Nabi Luth dengan prilaku kaumnya yang kelewatan. Nabi Muhamad dengan pamannya yang besar jasanya kepada Islam namun enggan bersyahadat dan lain-lain. Padahal, obatnya hanya satu, yaitu banyak bersyukur. Dan para Nabi dan Rasul pulalah contoh bersyukur yang terbaik.

Allah berfirman dalam Surat Ibrahim 14:7 :

“Sesungguhnya jika kamu bersyukur, pasti Kami akan menambah (nikmat) kepadamu, dan jika kamu mengingkari (nikmat-Ku), maka sesungguhnya azab-Ku sangat pedih.”

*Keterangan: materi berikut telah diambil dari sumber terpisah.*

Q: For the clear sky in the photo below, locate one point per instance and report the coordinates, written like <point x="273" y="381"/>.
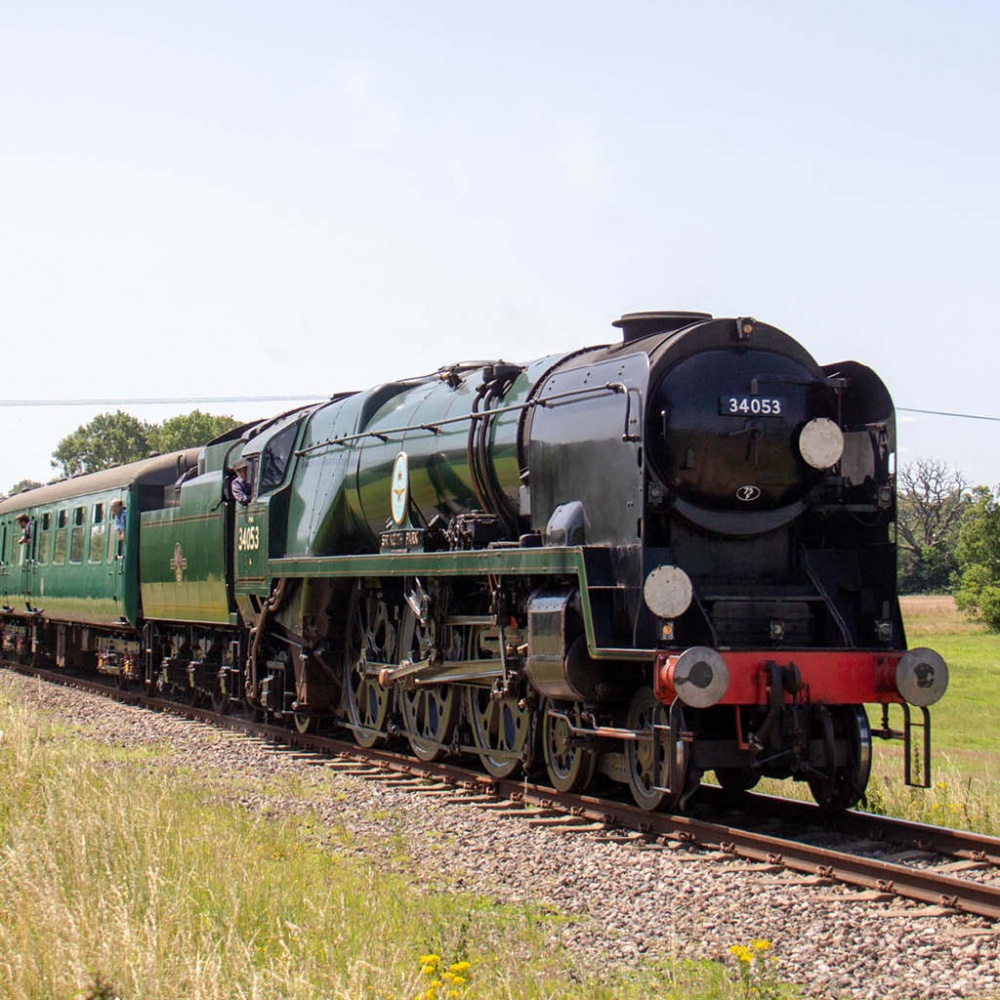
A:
<point x="258" y="198"/>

Banyak bersyukur itu perintah Allah. Bisa dengan zikir, salat dan amal ibadah yang lain. Namun ada yang lebih baik dari semua itu, yaitu berjuang  menerapkan seluruh syariat Allah, karena itulah hal yang paling urgen hari ini. Dengan banyak bersyukur, mengkaji pelajaran dan kemudian menerapkannya, kita akan tahu kemana arah melangkah.

Hidup menjadi lebih produtif. Menghasilkan amal-amal yang terbaik hingga tak lagi mengingat bagaimana caranya mengeluh. Karena mengeluhpun tak menyelesaikan persoalan. Terlebih jika sudah tahu solusinya hanyalah Islam. Maka jika ada manusia yang mengaku muslim namun enggan dengan solusi Islam bahkan menentang atau mengambil pendapatnya sendiri jelas keIslamannya patut dipertanyakan.